100 miliardi di dollari e 845 milioni di utenti, insomma, nelle mani di un ragazzo di 27 anni che si ispira alla filosofia hacker e che in passato ha già sbagliato più volte direzione sbattendo dapprima contro la bocciatura di Beacon e quindi frenato dalle autorità per la tutela della privacy. Tra le mani di Zuckerberg, peraltro, anche il diritto di nominare un successore nella malaugurata situazione in cui dovesse fare i conti con problemi di salute durante la sua reggenza. Un fattore di rischio ulteriore, insomma, che la finanza non può che guardare con viva preoccupazione.

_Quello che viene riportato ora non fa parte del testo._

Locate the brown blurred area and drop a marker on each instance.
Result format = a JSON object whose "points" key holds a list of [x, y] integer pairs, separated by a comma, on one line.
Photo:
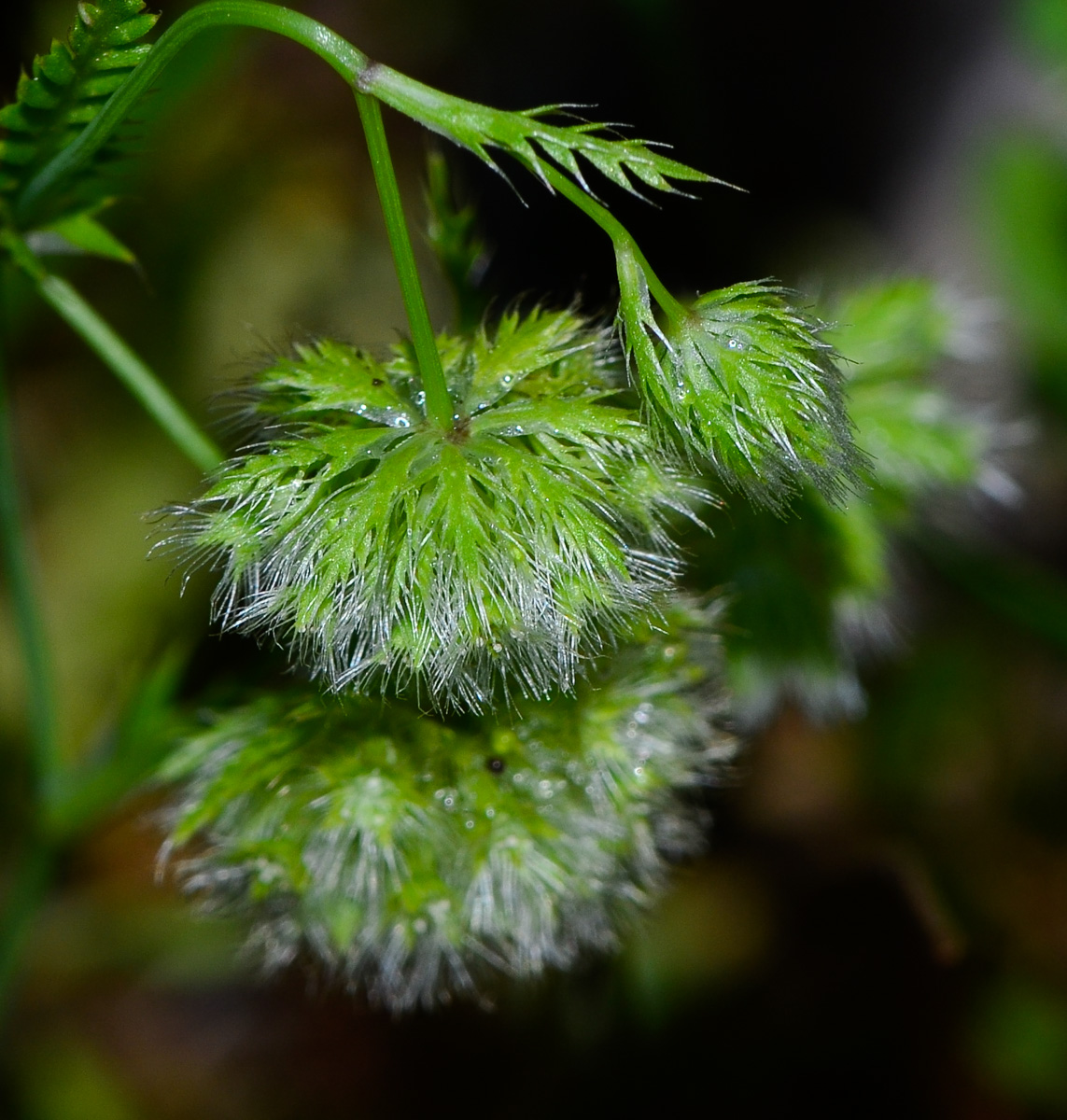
{"points": [[880, 925]]}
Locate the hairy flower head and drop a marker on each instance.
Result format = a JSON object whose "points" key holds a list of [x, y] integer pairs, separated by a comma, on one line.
{"points": [[414, 857], [386, 552], [742, 380]]}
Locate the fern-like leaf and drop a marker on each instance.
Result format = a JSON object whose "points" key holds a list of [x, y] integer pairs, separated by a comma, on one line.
{"points": [[65, 91], [531, 137]]}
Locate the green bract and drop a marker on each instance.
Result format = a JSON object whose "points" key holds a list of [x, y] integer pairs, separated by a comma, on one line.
{"points": [[411, 856], [386, 550], [746, 381]]}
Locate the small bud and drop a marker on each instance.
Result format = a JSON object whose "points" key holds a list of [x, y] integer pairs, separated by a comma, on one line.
{"points": [[744, 381]]}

Charles Elson, esperto in materia intervistato da Bloomberg, ha espresso vivo risentimento per tale situazione, spiegando che per gli investitori è questo un serio ed immediato problema. Zuckerberg, tuttavia, ha la possibilità di rettificare in parte la propria posizione vendendo parte delle proprie quote entro la quotazione in Borsa del gruppo: la cosa figura tra i suoi diritti e Wall Street potrebbe apprezzare. Perché un collocamento da 5 miliardi di dollari è forse “piccolo” in relazione a una community da 845 milioni di utenti, ma è invece abnorme per una azienda che si regge sui piedi fragili di una sola persona.